The dry skin flare up around my “Brown Sugar” tattoo usually arises when I want to be kissed the most, these days. The two words lay right in between my breasts and sometimes when I move, the dry parts feel like fire. My skin, maybe like most others, has a language of its own, I’m convinced. And I’m thinking it’s built from a root where my speaking language is from. A root that carries history, the pain and salvation of my mother and her mother’s, learned and inherited habit, desires that I want to say are unfounded, but are truly shameful desires (to me), the way my father would lean over the kitchen sink, my love for knowing Ella Fitzgerald was a quiet woman, hating being a shy woman myself. I find it to be no coincidence that my skin, in the most vulnerable parts, erupts when I seek tenderness from empty places. Or that the blueness that has followed my mother, seems to be of similar hue to the blueness that follows me. Or that my father, a man of just a few words, would nearly put his whole head in the kitchen sink most days, during the moments where it seemed like he had too much to say. The arch his spine made is similar to the curvature of my hunchback–something that manifested from years of pushing my body into quietude, trying so desperately to be unseen (I have since learned how important it is for me to sit up straight).

“Miss Mary Mack”, a hand clapping chant I sang/screamed as a child carries an echo heavy and rich, considering the same words and claps were made by my mother as a young girl 50 some odd years before people would even see my name and pronounce it incorrectly.
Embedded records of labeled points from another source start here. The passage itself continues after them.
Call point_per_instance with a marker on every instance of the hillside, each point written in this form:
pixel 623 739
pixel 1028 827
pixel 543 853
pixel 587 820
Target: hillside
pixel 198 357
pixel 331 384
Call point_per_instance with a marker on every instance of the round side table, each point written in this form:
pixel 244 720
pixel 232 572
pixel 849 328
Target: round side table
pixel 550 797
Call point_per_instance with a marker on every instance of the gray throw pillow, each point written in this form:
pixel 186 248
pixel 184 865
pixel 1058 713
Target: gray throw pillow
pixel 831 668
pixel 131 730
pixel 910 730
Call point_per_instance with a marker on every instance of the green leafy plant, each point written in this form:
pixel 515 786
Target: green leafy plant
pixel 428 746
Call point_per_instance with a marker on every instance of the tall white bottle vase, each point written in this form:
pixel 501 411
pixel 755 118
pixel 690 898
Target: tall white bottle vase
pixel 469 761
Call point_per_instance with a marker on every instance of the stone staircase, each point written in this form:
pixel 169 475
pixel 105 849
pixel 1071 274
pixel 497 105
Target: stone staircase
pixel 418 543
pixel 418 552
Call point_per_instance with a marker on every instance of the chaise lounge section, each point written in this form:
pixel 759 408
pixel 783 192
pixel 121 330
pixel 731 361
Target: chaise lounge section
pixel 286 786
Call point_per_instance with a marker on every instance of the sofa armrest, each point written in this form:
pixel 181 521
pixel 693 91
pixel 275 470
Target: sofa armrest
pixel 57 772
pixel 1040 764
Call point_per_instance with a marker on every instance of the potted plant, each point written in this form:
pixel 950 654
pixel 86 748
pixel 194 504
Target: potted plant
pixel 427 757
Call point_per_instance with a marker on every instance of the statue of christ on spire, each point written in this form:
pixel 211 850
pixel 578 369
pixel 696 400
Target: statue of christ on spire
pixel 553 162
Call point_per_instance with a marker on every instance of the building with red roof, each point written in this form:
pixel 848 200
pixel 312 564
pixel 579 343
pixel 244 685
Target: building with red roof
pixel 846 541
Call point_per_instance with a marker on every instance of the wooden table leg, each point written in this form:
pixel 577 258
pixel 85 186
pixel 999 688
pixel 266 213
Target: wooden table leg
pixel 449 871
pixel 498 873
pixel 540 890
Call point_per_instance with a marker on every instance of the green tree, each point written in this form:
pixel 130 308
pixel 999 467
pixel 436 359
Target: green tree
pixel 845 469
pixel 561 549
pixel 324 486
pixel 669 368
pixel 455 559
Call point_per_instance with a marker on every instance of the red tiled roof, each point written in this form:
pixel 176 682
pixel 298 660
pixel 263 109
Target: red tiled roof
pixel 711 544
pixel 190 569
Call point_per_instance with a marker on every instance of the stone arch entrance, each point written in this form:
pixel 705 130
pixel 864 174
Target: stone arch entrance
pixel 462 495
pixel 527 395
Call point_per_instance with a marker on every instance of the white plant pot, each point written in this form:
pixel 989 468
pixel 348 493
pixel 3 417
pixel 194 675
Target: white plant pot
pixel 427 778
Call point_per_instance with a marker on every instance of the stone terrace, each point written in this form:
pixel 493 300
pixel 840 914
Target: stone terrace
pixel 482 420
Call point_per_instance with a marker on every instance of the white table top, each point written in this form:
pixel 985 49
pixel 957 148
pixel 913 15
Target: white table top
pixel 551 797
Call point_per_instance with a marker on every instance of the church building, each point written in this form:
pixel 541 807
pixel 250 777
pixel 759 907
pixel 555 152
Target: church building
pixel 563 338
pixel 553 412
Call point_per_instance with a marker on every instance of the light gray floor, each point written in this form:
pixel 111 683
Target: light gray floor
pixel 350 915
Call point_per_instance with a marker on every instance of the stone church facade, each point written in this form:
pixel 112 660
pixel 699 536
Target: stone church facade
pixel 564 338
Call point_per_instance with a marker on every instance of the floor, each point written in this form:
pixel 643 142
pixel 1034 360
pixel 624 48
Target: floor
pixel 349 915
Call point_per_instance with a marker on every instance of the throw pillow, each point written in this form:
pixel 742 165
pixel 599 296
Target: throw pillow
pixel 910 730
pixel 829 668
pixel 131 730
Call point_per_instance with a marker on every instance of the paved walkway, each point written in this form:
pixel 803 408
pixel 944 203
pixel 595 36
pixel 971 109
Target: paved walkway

Somehow, a younger me singing about “Miss Mary Mack” being dressed in black was simultaneously having a conversation with my mother in her younger years. The flare up around my breast proves to me that I will always be in dialogue with my body. My father’s head hanging in the kitchen sink, although a quiet position, remains as an image that speaks loudly as a memory in my mind. The lyrics to “Miss Mary Mack”, imprinted at the back of my brain, ready to sing anytime I see hands ready for clapping, is proof that my being was, is and will always be in dialogue with my history as a black woman.There is storytelling situated in even the most mundane gestures, words that are fumbled over, hands that reach greasy foreheads at the beginning of sighs, or dry patches on the sensitive parts of the body. This is what compels me to make as an artist and writer.

The last, “blue”, Mel Torme let’s out in his live recording of, “When Sunny Gets Blue” is where the root of my cinematic pursuits and concerns sit. It lasts for 15 seconds, begins in a lower register, slowly progresses up three octaves, and ends with an “ooo oo” that is the sort of confused behavior like most jazz melodies I admire. It is somehow self aware, honest, vulnerable and uncertain. My approach to image making and storytelling is something of the same; remain unafraid of exposing the uncertainty. My practice as an artist and writer usually begins from a place that is part autoethnographic and part diaristic, specifically focusing on unpacking the supposed banality of the quotidian. Photography and video are used as both investigative and archival devices. The writing moves from collected field notes to songs, poems, textual companions to photographs, short stories and personal essays. All of this then comes together to become film scripts. I believe there is much to be seen and heard within the quotidian and there are both simple and dynamic poetics of everyday living. Poetics that continue to help me understand the beauty and pain of black womanhood, which in turn helps me understand the world around me.